Her name is Emma, she is my 3yr old daughter, and she has a trait that she shares with no one else in her immediate childhood family – I’m the oldest kid in my family, Sarah’s the oldest in hers, Noah is our oldest child, but Emma, she’s the youngest, and when you meet her, she’ll make sure you know that.

When Emma was a baby, and even into her toddler and now early childhood years, more than a few folks looked at her round little face, and blond curly hair and wondered aloud, “She doesn’t really look like either of you”, then they’d see a picture of my mom as a child, or even as an adult, and they’d see those blue eyes, the round face, and the easy smile, and they’d say --- “Oh…..THAT’S who she looks like…..”

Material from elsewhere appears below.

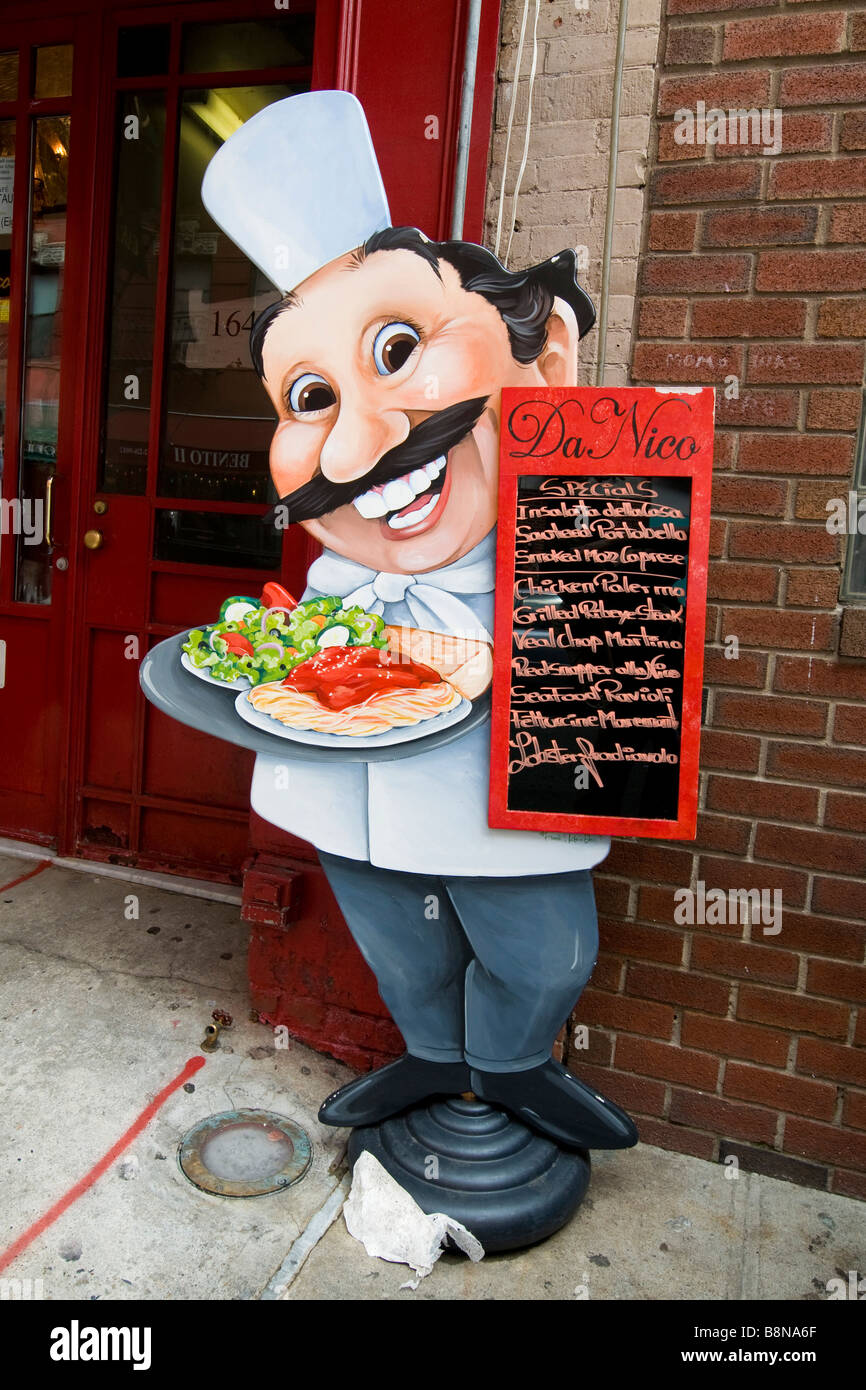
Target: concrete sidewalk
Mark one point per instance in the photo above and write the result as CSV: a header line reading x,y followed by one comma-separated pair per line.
x,y
99,1011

Let me be the first to tell you, the resemblance is more than skin deep.
It’s the little things Emma does ---
the way she turns a phrase – particularly when she’s up to no good.
the way she looks at you when she thinks you’re full of it - Sarah calls it Emma’s “THE HELL YOU SAY??” face
the way she shows powerful love and concern for her family
the way that it’s clear that Emma’s quietly in charge of whoever and whatever is going on around her

These are ways I know that Emma is already, three years in, marching to the beat of her own drummer, singing her own songs, and confidant that she can make the world a little bit happier and brighter if she’s given some room to wiggle.  

When I look at my daughter, I see a little bit of me, a little bit of Sarah, and a LOT of my mom. 
I anticipate that her Marty-like spunk, attitude, and already sharpening wit and mouth will probably lead to some “challenging” parental moments.  We will deal with those as they come.

It is my prayer for our daughter that she hangs on to those sparks, that piece of my mother, and says “THE HELL YOU SAY?” to an often over-serious world and consumer culture.  I want her to always use her voice to occasionally remind us “firstborns” to loosen up a bit, take some risks, and live life. 

I think that’s something that mom would agree with wholeheartedly, and frankly, be pretty proud of.